Continued from an earlier post on gas stations.
Plug-in Hybrid Electric Vehicles (PHEVs) like the Chevy Volt and Volvo XC90 may have a greater impact on the demise of gas stations than pure electric BEVs. PHEVs will play a transitional role as they are not as big of a mental leap for car buyers as BEVs since they can function just like older internal combustion engine (ICE) cars–fill them with gas and drive. They have the added benefit though of being able to be driven under electric power and of being able to recharge the battery from an electrical outlet.
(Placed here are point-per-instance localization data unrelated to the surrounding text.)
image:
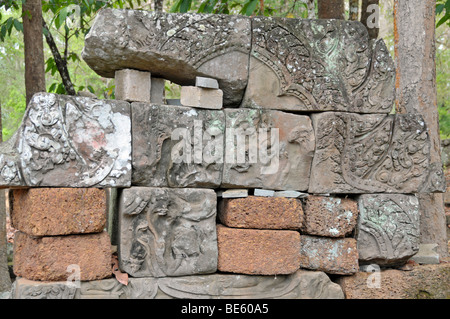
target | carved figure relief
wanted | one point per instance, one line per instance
(166, 140)
(69, 141)
(369, 153)
(389, 228)
(324, 65)
(267, 148)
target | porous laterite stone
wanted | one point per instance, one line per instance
(49, 258)
(262, 212)
(59, 211)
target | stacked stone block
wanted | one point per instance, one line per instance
(279, 165)
(61, 234)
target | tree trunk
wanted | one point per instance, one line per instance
(5, 280)
(331, 9)
(354, 10)
(61, 63)
(414, 36)
(34, 48)
(370, 17)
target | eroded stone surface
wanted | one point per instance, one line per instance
(31, 289)
(369, 153)
(261, 212)
(422, 282)
(58, 211)
(329, 216)
(51, 258)
(300, 285)
(331, 255)
(388, 228)
(177, 47)
(70, 141)
(258, 252)
(275, 151)
(177, 146)
(167, 231)
(318, 65)
(132, 85)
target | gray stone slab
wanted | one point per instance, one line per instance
(264, 192)
(167, 231)
(267, 149)
(132, 85)
(177, 47)
(427, 255)
(388, 231)
(201, 98)
(290, 194)
(234, 193)
(30, 289)
(177, 146)
(369, 153)
(318, 65)
(69, 141)
(158, 91)
(300, 285)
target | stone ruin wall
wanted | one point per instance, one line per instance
(330, 187)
Unlike traditional hybrids, most PHEVs use the gas engine only once the battery is drained. This has an outsized benefit relative to their battery size as most people only drive 20 to 30 miles per day. Someone who drives 15 miles round-trip to work and then maybe another five miles for errands may not purchase any gas for months.
While PHEV sales are growing quickly in Europe and Asia, we’re not seeing the same here. This is largely due to lack of available cars as manufacturers are supply constrained and for now are focusing on just Europe and Asia where the cars are very popular. Mercedes, Tesla, and others are rapidly building massive battery factories to meet demand so we’ll see this change in the near future.
Here’s a very quick rundown of a few PHEVs:
Mercedes and Volvo have said that they will offer PHEV drivetrains for all of their vehicles, most by the end of 2017. They have hinted that this will then become the standard with ICE-only cars largely phased out. Audi, GM, Porsche, and Hyundai have hinted at a similar future. Parsing words in their statements can be dangerous so we’ll have to see what really unfolds.
BMW has their iPerformance PHEVs that include the 330e, X5, X5 xDrive40e and 740e as well as the range extended version of the i3.
Chrysler has shown the Pacifica Hybrid, their first PHEV and the first PHEV mini-van. It has 30 miles of electric range and will be available in in the U.S. this August.
The top two selling PHEVs in the world are not yet available in the U.S., the Mitsubishi Outlander (left) and BYD Qin. The Outlander has been very popular in Europe and Asia for three years and will be available here in November.
Toyota announced their updated Prius Prime last week. While its 22 miles of electric range is a big improvement over the previous Prius plug-in it falls short of the competition. From laggard to meh–is Toyota becoming a has been? Not likely. Both the Toyota and Prius badges carry a lot of value for consumers. And besides, it’s got a huge touchscreen.
McLaren, Ferrari, Renault, Fiat, and Honda have considerable experience with hybrids in Formula One and production cars like the McLaren P1 and Ferrari LeFerrari. They are also involved in the new Formula-E electric GP series. More to come? Likely. They can’t continue to lose sales to Tesla so may have to skip PHEVs and focus on full battery electric vehicles.
Does VW matter? I don’t know anyone who would purchase a car from a company that so overtly lied to it’s customers and governments around the world. Will they redeem themselves with electric vehicles?
The first wave of electric vehicle purchasers, the early adopters, have been an interesting mix of folks who are more environmentally conscious (or want to appear so), techy geeky, and those who are into high performance cars (yes, Ferrari and Lamborghini have lost sales to Tesla).
Electric vehicles are now moving from the early adopter stage into the early majority stage as average people begin buy them for benefits such as their being quieter and smoother, not having to pump gas or take time to do so, less maintenance, lower operating costs, and concerns about the resale values of ICE cars.
For operating costs an electric mile costs about $0.12 less than a gas mile. Assuming a PHEV owner drives 12,000 miles per year on electric and the rest on gas this is about $1,500 savings just in fuel and oil. Add in maintenance savings and we’re talking real money.
Tomorrow, a look at the change over from ICE to EV and a stab at some predictions.
 There are three PHEV architectures; Series where the drive system is all electric and the gas engine is used to recharge the batteries, Parallel where the electric motor and gas engine both provide propulsion, and Series/Parallel that has a bit of both.
 Cadillac (GM) and Toyota (and Lexus) have stated that they believe that Hydrogen Fuel Cell (HFC) vehicles are the future and that variations of electric are only an interim step to that. HFC have a steep road ahead though as costs and risks are still considerable.
 An electric mile is about $0.03 for electricity. A gas mile at $1.76 per gallon is $0.12 to $0.22 for fuel and oil. This assumes that tires, maintenance, and insurance will be about the same for each. Realistically maintenance is expected to be considerably less for electric.